On sait qu’il soutiendra la Présidente quoiqu’il arrive, mais il ne souhaite pas émettre d’avis définitif. Je pense qu’Adama est partagé entre son rôle d’amiral et l’influence que son père, avocat des droits de l’Homme, a eu dans sa vie et dans l’homme qu’il est devenu. Adama a toujours réussi à concilier les deux jusque là, restant autoritaire et juste, mais la question du génocide soulève une contradiction. On ne peut être un militaire et passer à côté de l’opportunité de donner un coup fatidique à son adversaire, surtout avec le rapport de force actuel. Mais on ne peut être un humaniste et accepter de participer à un génocide...
A la fin de l’épisode, Adama confie à Laura :
« If we commit genocide, it will be a stain on our shield. »
« Si nous commettons un génocide, notre bouclier sera tâché. »
Cette phrase est en réalité une citation de John Ford, phénoménal réalisateur de western (L’Homme qui tua Liberty Valence est mon préféré), à propos du génocide dont les Indiens d’Amérique ont été victimes. Cette citation (recueillie lors d’une interview) a très longtemps marqué Ron D. Moore et il a tenu à la donner à Adama dans cet épisode, ce qui je trouve colle parfaitement bien au personnage.
Je ne peux m’empêcher de penser que son opinion aurait pu être différente au lendemain de l’attaque cylon, quand Adama n’avait pas encore traversé toutes les épreuves qu’il a rencontrées et quand il n’avait pas encore développé de lien avec Sharon... Il est facile pour Lee de vouloir annihiler les cylons. Il est facile pour Laura de décider que les cylons ne sont que des robots belliqueux. C’est beaucoup plus dur pour Helo et pour Adama, qui ont construit un vrai respect mutuel avec l’un des modèles. L’argument d’Helo - « Sharon a développé un caractère propre, elle s’est rebellée contre les siens, rien ne prouve que d’autres cylons ne sont pas comme elle à l’heure actuelle » - est tout à fait recevable. Tous les cylons ne sont pas a priori des machines de guerre dont le seul but est d’anéantir la race humaine. Certains ont des pensées propres, des caractères différents. Il ne faut pas oublier que les cylons sont relativement « jeunes », ils existent depuis peu et sont comme des enfants qui expérimentent la vie et se posent peu de questions existentielles. Ils ont encore le temps d’évoluer, d’acquérir une certaine autonomie les uns par rapport aux autres (et entre même modèle). Dans cette optique, il est difficile de les réduire à des robots formatés pour penser et pour agir d’une seule et unique façon...

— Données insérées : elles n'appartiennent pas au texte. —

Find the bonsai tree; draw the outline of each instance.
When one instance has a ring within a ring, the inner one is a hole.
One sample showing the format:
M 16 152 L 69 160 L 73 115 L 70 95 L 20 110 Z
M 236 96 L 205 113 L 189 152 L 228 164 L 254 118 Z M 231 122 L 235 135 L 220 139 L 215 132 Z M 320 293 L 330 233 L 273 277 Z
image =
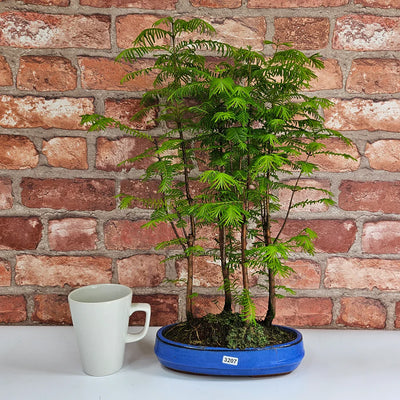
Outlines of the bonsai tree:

Sharon « I’m not a cylon, I’m a free woman » Agathon

D’ailleurs, quel est le point de vue de Sharon à propos de cette opportunité de détruire la race des cylons ?
Curieusement, ce n’est pas elle qui fera tout pour empêcher le plan d’aboutir. Sa loyauté va à présent vers le Galactica et surtout, à mon avis, vers Adama. Elle n’est plus une cylonne, elle n’est pas encore un être humain, mais elle est le Lieutenant Athéna, elle fait partie de la flotte au même titre que n’importe qui d’autre (sous-entendu : au même titre que n’importe quel être humain, et c’est une comparaison primordiale pour elle). En ne prenant pas part au sabotage du plan de Lee, elle montre qu’elle se considère davantage comme une humaine que comme une cylonne...

Laura « No Mercy » Roslin

La Présidente reste fidèle à elle-même : la survie de l’humanité est plus importante que tout. De la même façon qu’elle avait tenté de truquer les dernières élections « pour le bien du peuple », Laura est bien décidée à recourir à des mesures extrêmes pour s’assurer de la survie de tous. Même si, pour cela, elle peut y perdre son âme, et entacher celle de l’humanité entière comme le soulignent Helo et Adama. Laura reste la femme impitoyable qu’elle est depuis le début. A ce titre, elle est une adversaire bien plus féroce qu’Adama, qui montre une certaine magnanimité envers ses ennemis (magnanimité qu’il n’a absolument pas quand il s’agit de sa famille et ses amis, ce qui est assez contradictoire quand on y pense). Roslin est sans merci et elle le prouve encore une fois.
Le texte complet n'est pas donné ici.